Знать это Ольге было очень утешительно. Она затаилась и ждала, что скоро-скоро Илья сам объявится. Дальше не загадывала: на этом мысль ее останавливалась. Было достаточно.
Здоровье Олино наладилось, она снова обросла заказами, сидела в словарях и бумажках, работала даже с большим, чем прежде, увлечением. Ночами она ловила радио «Свобода», слушала все передачи, где пробивался голос Ильи, и теперь была уверена, что все кончится хорошо… Ей все еще было интересно слушать «против советской власти», но огонь прежнего негодования сильно поостыл с отъездом Ильи.
Ольга переводила теперь технические патенты, это были отличные заработки. Курсы соответствующие она прошла еще до болезни. Время от времени она не ленилась доехать до Центрального телеграфа, заказывала парижский номер телефона. Иногда там не подходили, но по большей части подходила женщина: чем ближе к ночи, тем пьяней было ее «Жекуте! Алло! Жекуте!», и Ольга сразу же вешала трубку. Илья никогда не подходил к телефону. Ясно, что разошлись или, по меньшей мере, разъехались!
Так, в работах и ожидании развязки своей судьбы, Ольга пребывала в полной уверенности, что скоро все разрешится и они с Ильей опять будут вместе.
Настал день, когда Илья сам позвонил из Мюнхена. Голос был узнаваемый, но какой-то спекшийся.
— Олька! Я все время о тебе думаю! Я люблю тебя! Всю жизнь только тебя. Я тебя догнал и перегнал.
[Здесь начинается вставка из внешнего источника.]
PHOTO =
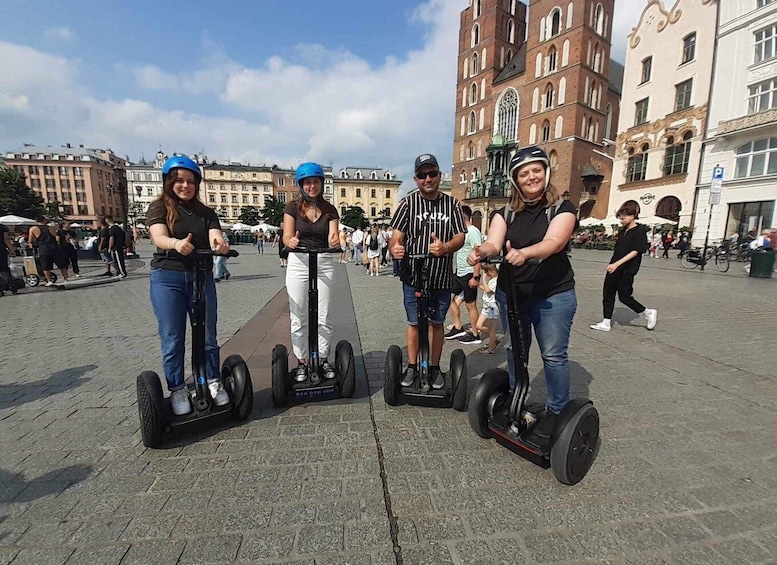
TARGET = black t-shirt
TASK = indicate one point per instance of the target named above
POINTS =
(118, 237)
(418, 218)
(189, 222)
(634, 239)
(313, 235)
(554, 274)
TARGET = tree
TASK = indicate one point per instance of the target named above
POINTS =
(272, 213)
(355, 217)
(16, 197)
(53, 211)
(250, 216)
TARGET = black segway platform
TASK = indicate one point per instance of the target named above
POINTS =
(420, 392)
(495, 412)
(156, 414)
(284, 387)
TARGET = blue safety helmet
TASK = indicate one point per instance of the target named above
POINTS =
(181, 162)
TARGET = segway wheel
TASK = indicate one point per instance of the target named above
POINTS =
(458, 369)
(345, 365)
(576, 446)
(150, 402)
(280, 375)
(391, 373)
(493, 383)
(237, 381)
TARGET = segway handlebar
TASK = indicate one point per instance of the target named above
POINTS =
(316, 250)
(210, 253)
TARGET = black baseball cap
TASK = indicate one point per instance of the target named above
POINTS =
(426, 159)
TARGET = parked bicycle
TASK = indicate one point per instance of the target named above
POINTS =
(699, 257)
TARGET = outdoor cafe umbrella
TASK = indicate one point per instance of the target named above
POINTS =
(12, 220)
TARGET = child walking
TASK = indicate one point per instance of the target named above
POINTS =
(490, 312)
(624, 265)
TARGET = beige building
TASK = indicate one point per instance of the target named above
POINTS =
(230, 187)
(664, 107)
(372, 189)
(88, 183)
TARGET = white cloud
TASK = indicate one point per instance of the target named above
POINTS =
(59, 34)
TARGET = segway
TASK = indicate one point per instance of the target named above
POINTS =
(496, 412)
(315, 387)
(454, 392)
(156, 414)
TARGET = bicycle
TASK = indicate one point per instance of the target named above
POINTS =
(696, 258)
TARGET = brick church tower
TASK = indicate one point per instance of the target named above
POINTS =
(546, 80)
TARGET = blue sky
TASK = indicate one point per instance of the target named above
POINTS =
(347, 82)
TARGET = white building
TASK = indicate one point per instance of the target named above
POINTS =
(742, 134)
(664, 108)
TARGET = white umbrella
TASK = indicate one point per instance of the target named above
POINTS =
(12, 220)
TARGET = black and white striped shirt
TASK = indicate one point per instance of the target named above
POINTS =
(418, 218)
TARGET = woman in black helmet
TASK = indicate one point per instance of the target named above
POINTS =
(537, 224)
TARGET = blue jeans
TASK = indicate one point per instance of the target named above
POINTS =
(551, 319)
(171, 297)
(220, 267)
(439, 302)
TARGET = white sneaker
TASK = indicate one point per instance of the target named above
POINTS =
(652, 316)
(181, 402)
(217, 393)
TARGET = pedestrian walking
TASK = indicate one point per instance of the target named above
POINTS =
(310, 222)
(623, 267)
(427, 221)
(532, 232)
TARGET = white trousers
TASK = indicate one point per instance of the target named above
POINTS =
(297, 289)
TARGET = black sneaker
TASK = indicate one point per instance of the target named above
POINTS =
(301, 374)
(438, 379)
(408, 378)
(470, 339)
(545, 426)
(455, 332)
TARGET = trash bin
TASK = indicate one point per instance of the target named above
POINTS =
(762, 263)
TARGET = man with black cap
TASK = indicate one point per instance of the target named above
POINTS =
(427, 221)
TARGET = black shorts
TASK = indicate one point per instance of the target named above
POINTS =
(461, 286)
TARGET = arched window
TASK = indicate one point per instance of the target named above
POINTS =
(599, 19)
(549, 97)
(507, 115)
(551, 65)
(677, 156)
(555, 23)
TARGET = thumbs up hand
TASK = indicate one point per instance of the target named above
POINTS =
(294, 241)
(185, 246)
(514, 256)
(437, 248)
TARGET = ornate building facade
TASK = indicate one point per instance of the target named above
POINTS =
(544, 79)
(664, 107)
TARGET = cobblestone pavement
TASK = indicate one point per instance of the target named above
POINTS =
(686, 472)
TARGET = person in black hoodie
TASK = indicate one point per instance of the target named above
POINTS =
(631, 245)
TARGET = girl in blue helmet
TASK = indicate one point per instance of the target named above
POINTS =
(178, 224)
(310, 222)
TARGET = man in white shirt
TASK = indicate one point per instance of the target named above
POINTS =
(358, 240)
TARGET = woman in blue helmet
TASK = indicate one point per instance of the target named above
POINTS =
(178, 224)
(310, 222)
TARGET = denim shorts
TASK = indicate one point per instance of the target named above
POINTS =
(439, 301)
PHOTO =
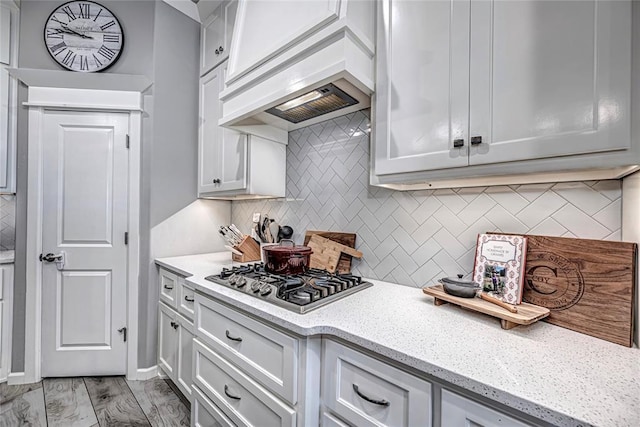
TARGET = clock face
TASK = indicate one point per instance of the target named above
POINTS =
(83, 36)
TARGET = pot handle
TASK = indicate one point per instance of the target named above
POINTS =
(287, 240)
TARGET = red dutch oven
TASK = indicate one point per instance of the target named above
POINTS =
(286, 259)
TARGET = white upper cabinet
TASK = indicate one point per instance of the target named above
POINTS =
(422, 85)
(223, 151)
(216, 34)
(9, 18)
(549, 78)
(265, 28)
(232, 164)
(486, 88)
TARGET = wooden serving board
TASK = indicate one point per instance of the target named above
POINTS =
(588, 285)
(526, 315)
(347, 239)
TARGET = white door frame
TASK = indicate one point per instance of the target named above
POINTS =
(41, 99)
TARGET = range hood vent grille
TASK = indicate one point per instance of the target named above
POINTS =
(321, 101)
У меня нашли рак почки, операция на будущей неделе.
— Откуда ты знаешь, что рак? Пока не сделали биопсию, ничего не известно! Я все про это знаю! Ты же знаешь, я выскочила! Своими силами! — кричала она в трубку, а он молчал и даже не пытался ее перебить. — Главное, не допускай до операции!
Но главное было другое: он любит ее, только ее, и любит навсегда.
Второй раз он позвонил из клиники уже после операции. Теперь они разговаривали почти каждый день. Он читал ей по бумажке результаты анализов, она тут же говорила ему, какие травы он должен пить, и покупала их в московских аптеках и у своих травников, и находила оказии для отправки в Мюнхен, и посылала ему мази и притирки, подробно объясняя, что, где и когда мазать. Когда ему начали делать химиотерапию, она пришла в ярость и кричала в трубку, что он себя губит, что от химии вреда больше, чем от рака:
— Немедленно выписывайся и приезжай! Я все про это знаю! Я вытащила себя, я и тебя вытащу!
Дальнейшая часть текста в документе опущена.